Van't Hoff Institute for Molecular Sciences, University of Amsterdam, Science Park 904, Amsterdam 1098 XH, The Netherlands.
Centre for Analytical Sciences Amsterdam, Science Park 904, Amsterdam 1098 XH, The Netherlands.
Anal Chem. 2021 Dec 7;93(48):16000-16007. doi: 10.1021/acs.analchem.1c03473. Epub 2021 Nov 22.

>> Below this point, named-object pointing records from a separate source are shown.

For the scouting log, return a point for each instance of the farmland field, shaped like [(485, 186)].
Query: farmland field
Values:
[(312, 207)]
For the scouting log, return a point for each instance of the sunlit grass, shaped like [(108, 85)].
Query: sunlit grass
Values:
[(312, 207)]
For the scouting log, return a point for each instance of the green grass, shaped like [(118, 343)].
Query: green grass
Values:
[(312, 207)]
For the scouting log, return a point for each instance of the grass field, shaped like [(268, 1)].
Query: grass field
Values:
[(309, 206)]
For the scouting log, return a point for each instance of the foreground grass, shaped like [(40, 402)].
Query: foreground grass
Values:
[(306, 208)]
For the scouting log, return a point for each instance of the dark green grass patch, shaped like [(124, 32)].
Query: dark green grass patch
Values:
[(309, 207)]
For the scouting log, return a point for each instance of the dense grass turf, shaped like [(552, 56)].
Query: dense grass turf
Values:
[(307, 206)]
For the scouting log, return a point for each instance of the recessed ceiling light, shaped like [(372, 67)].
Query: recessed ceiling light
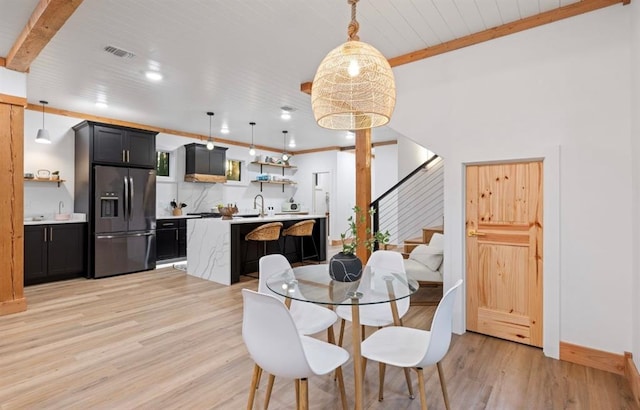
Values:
[(286, 112), (153, 75)]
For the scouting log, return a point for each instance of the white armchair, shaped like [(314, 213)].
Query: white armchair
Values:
[(425, 261)]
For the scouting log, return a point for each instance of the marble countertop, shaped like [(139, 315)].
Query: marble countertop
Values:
[(49, 220), (177, 217), (275, 218)]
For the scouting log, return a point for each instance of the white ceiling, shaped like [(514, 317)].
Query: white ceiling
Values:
[(242, 59)]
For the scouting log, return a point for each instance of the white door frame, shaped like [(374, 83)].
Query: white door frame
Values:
[(455, 244)]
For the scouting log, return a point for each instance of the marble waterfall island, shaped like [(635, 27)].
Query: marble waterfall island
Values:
[(217, 251)]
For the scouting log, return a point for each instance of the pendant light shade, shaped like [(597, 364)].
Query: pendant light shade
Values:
[(354, 87), (285, 156), (252, 149), (210, 145), (43, 134)]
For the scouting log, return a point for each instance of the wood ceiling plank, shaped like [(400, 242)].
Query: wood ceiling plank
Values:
[(107, 120), (45, 21), (571, 10), (561, 13)]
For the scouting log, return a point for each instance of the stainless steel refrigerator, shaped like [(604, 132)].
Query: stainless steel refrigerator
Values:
[(124, 220)]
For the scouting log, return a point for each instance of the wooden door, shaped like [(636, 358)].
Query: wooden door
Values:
[(504, 251)]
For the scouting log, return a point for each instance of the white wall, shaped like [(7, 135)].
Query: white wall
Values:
[(384, 171), (519, 97), (44, 198), (13, 83), (635, 176)]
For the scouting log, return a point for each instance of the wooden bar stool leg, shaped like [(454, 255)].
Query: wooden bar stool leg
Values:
[(257, 371)]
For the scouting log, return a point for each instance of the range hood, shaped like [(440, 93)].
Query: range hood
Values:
[(204, 165)]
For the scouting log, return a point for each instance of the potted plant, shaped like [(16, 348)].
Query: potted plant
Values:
[(345, 266)]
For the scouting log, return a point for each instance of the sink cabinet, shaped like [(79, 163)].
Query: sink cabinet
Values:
[(54, 252), (171, 239)]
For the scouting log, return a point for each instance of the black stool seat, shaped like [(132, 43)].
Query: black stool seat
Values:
[(264, 233), (302, 229)]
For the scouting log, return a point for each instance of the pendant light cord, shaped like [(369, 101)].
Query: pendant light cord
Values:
[(354, 26)]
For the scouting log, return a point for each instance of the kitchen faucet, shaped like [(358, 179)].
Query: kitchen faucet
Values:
[(255, 200)]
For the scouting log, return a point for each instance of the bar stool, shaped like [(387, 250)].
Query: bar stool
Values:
[(301, 229), (264, 233)]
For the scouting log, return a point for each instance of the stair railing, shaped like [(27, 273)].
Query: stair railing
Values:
[(416, 201)]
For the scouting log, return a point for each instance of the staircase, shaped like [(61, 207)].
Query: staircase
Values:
[(427, 233), (413, 209)]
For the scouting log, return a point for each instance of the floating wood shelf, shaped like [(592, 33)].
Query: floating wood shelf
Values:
[(56, 181), (273, 165), (283, 183)]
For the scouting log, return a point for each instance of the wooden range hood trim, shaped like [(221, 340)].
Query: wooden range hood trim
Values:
[(205, 178)]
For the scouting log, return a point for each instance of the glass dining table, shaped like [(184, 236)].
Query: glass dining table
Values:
[(312, 284)]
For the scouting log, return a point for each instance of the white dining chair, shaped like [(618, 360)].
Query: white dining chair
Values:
[(415, 348), (308, 317), (378, 315), (276, 346)]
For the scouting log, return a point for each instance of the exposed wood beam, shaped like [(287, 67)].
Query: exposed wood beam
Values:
[(45, 21), (363, 189), (547, 17), (12, 298)]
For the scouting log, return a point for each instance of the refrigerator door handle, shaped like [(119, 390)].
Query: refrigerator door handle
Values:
[(126, 203), (123, 236), (130, 196)]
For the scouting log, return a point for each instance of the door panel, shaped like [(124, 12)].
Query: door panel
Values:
[(108, 144), (142, 148), (143, 199), (124, 254), (504, 251), (110, 199)]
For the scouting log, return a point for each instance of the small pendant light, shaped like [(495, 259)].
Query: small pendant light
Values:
[(252, 149), (43, 134), (285, 156), (210, 140)]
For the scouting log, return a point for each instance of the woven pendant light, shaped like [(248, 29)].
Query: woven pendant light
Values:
[(354, 87)]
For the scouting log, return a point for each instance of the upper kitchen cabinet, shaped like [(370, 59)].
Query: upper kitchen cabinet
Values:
[(115, 145), (203, 165)]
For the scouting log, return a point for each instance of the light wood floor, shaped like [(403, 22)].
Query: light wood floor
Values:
[(165, 340)]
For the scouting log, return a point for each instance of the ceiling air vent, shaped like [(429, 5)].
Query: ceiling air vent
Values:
[(119, 52)]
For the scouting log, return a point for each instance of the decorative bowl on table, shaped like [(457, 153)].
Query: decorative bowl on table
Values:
[(228, 211)]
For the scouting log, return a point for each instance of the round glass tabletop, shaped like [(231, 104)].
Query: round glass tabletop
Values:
[(312, 283)]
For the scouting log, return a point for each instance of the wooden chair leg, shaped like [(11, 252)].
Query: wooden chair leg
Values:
[(342, 322), (267, 396), (423, 393), (381, 369), (407, 377), (343, 394), (304, 395), (257, 372), (444, 386)]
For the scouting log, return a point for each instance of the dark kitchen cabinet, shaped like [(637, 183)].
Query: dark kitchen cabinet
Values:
[(171, 239), (54, 252), (115, 145), (201, 162)]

In this study, we optimized a polymerization mixture to synthesize poly(acrylamide--,'-methylenebisacrylamide) monolithic stationary phases for hydrophilic-interaction chromatography (HILIC) of intact proteins. Thermal polymerization was performed, and the effects of varying the amount of cross-linker and the porogen composition on the separation performance of the resulting columns were studied. The homogeneity of the structure and the different porosities were examined through scanning electron microscopy (SEM). Further characterization of the monolithic structure revealed a permeable ( between 2.5 × 10 and 1.40 × 10 m) and polar stationary phase suitable for HILIC. The HILIC separation performance of the different columns was assessed using gradient separation of a sample containing four intact proteins, with the best performing stationary phase exhibiting a peak capacity of 51 in a gradient of 25 min. Polyacrylamide-based materials were compared with a silica-based particulate amide phase (2.7 μm core-shell particles). The monolith has no residual silanol sites and, therefore, fewer sites for ion-exchange interactions with proteins. Thus, it required lower concentrations of ion-pair reagent in HILIC of intact proteins. When using 0.1% of trifluoroacetic acid (TFA), the peak capacities of the two columns were similar (30 and 34 for the monolithic and packed column, respectively). However, when decreasing the concentration of TFA to 0.005%, the monolithic column maintained similar separation performance and selectivity (peak capacity 23), whereas the packed column showed greatly reduced performance (peak capacity 12), lower selectivity, and inability to elute all four reference proteins. Finally, using a mobile phase containing 0.1% formic acid and 0.005% TFA, the HILIC separation on the monolithic column was successfully hyphenated with high-resolution mass spectrometry. Detection sensitivity for protein and glycoproteins was increased and the amount of adducts formed was decreased in comparison with separations performed at 0.1% TFA.
在这项研究中,我们优化了聚合混合物,以合成用于完整蛋白质亲水相互作用色谱(HILIC)的聚(丙烯酰胺-甲基丙烯酰胺)整体固定相。进行了热聚合,并研究了改变交联剂用量和致孔剂组成对所得柱分离性能的影响。通过扫描电子显微镜(SEM)检查了结构的均一性和不同的孔隙率。进一步对整体结构进行了表征,发现其为具有渗透性(在 2.5×10 和 1.40×10 m 之间)和极性的固定相,适用于 HILIC。使用含有四种完整蛋白质的样品进行梯度分离,评估了不同柱子的 HILIC 分离性能,性能最佳的固定相在 25 分钟的梯度中表现出 51 的峰容量。与基于硅胶的颗粒酰胺相(2.7μm核壳颗粒)相比,我们比较了基于聚丙烯酰胺的材料。整体固定相没有残留的硅醇基,因此与蛋白质的离子交换相互作用的位点更少。因此,在完整蛋白质的 HILIC 中需要更低浓度的离子对试剂。当使用 0.1%三氟乙酸(TFA)时,两柱的峰容量相似(整体柱和填充柱分别为 30 和 34)。然而,当 TFA 的浓度降低至 0.005%时,整体柱保持相似的分离性能和选择性(峰容量 23),而填充柱的性能则大大降低(峰容量 12),选择性降低,并且无法洗脱所有四种参考蛋白质。最后,使用含有 0.1%甲酸和 0.005%TFA 的流动相,成功地将整体柱上的 HILIC 分离与高分辨率质谱联用。与在 0.1%TFA 下进行的分离相比,蛋白质和糖蛋白的检测灵敏度提高,形成的加合物数量减少。